La « patronne » du Tandem pousse même l’implication jusqu’à occuper bénévolement son poste, une formule qu’elle maintient depuis les débuts. « Même si je ne me verse pas de salaire, j’y mets toutes mes énergies et c’est un bonheur de venir travailler ici chaque matin. Ce qui m’importe, c’est qu’on puisse aider le plus grand nombre d’enfants possible », fait valoir celle qui a elle-même adopté deux enfants il y a une vingtaine d’années.
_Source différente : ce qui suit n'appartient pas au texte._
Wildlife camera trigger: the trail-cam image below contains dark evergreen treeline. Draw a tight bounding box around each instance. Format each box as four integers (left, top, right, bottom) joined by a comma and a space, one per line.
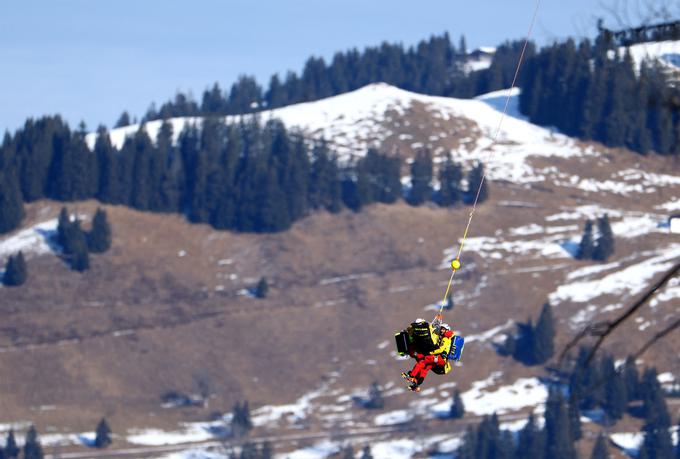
0, 426, 44, 459
569, 348, 680, 459
0, 117, 486, 237
597, 19, 680, 46
456, 389, 578, 459
456, 356, 680, 459
56, 207, 111, 272
138, 33, 534, 122
520, 36, 680, 155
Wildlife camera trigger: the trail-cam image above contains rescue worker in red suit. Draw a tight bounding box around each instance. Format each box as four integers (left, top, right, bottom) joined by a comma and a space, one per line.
402, 319, 453, 392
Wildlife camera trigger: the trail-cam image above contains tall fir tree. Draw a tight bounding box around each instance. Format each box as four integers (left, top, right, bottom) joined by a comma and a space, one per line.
590, 433, 609, 459
406, 150, 432, 206
515, 413, 545, 459
576, 219, 594, 260
87, 207, 111, 253
340, 445, 354, 459
567, 387, 583, 441
2, 251, 28, 287
623, 356, 641, 401
231, 400, 253, 436
23, 426, 43, 459
601, 356, 628, 421
545, 390, 577, 459
642, 368, 673, 459
449, 389, 465, 419
255, 277, 269, 299
5, 429, 21, 459
365, 381, 385, 409
437, 156, 463, 207
0, 169, 24, 234
533, 303, 555, 364
94, 418, 111, 448
360, 445, 373, 459
465, 163, 489, 204
593, 214, 614, 261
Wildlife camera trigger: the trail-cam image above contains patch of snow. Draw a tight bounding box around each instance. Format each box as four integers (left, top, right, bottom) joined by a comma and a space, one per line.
609, 432, 645, 457
567, 262, 621, 280
475, 88, 529, 121
0, 218, 60, 259
277, 440, 342, 459
655, 198, 680, 212
465, 320, 514, 344
160, 448, 225, 459
373, 410, 414, 426
86, 83, 597, 183
251, 382, 328, 427
461, 378, 548, 416
656, 373, 675, 384
549, 244, 680, 304
40, 432, 96, 446
127, 421, 225, 446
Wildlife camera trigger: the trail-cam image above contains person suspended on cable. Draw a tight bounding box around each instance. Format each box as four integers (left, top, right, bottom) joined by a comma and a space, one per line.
395, 317, 464, 392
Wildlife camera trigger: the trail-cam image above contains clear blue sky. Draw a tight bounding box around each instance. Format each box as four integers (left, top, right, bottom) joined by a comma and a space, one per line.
0, 0, 605, 131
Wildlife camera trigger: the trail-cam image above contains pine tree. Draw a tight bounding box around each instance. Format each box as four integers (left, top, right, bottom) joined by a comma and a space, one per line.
114, 111, 132, 128
623, 356, 640, 401
465, 163, 489, 204
545, 390, 576, 459
515, 413, 545, 459
255, 277, 269, 298
231, 400, 253, 436
449, 389, 465, 419
5, 429, 21, 459
593, 214, 614, 261
456, 426, 477, 459
576, 220, 593, 260
57, 214, 90, 272
87, 207, 111, 253
642, 368, 673, 459
0, 170, 24, 234
340, 445, 354, 459
601, 356, 628, 421
365, 381, 385, 409
71, 244, 90, 272
23, 426, 43, 459
361, 445, 373, 459
259, 441, 274, 459
2, 251, 27, 287
475, 413, 504, 458
532, 303, 555, 364
57, 207, 71, 252
406, 150, 432, 206
437, 156, 463, 207
94, 418, 111, 448
590, 433, 609, 459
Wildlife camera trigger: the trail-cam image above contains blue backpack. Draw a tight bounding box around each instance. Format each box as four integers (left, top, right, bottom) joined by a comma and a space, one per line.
447, 335, 465, 362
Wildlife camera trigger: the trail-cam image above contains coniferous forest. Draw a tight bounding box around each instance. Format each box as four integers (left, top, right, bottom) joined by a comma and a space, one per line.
0, 28, 680, 239
0, 117, 478, 237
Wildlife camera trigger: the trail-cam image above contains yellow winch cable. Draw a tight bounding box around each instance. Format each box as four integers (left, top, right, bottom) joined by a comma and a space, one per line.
435, 0, 541, 321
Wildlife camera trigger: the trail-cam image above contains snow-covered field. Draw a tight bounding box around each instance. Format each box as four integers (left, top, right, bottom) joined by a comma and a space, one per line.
0, 218, 57, 260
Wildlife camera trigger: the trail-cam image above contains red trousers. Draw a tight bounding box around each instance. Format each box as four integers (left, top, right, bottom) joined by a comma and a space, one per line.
409, 354, 446, 384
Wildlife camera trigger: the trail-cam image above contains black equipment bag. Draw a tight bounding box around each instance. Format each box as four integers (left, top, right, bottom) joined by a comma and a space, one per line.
394, 330, 408, 355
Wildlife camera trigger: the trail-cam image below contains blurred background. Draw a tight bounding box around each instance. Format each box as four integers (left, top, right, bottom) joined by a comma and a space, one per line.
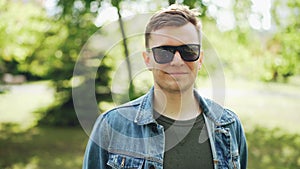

Maintenant que Le Tandem a pris sa vitesse de croisière, sa directrice veut s’attaquer au rayonnement de l’organisme et recruter de nouveaux partenaires. « On souhaite que les entreprises de Magog et des environs nous soutiennent encore davantage, parce qu’on va continuer de grandir. Les dons philanthropiques sont nécessaires à notre fonctionnement », plaide Anne-Marie Fournelle, en ajoutant que le secteur public contribuait pour seulement un tiers du budget de financement.

« Après cinq ans d’existence, on peut dire que les doutes sont dissipés et que notre crédibilité est établie dans la communauté », se réjouit-elle.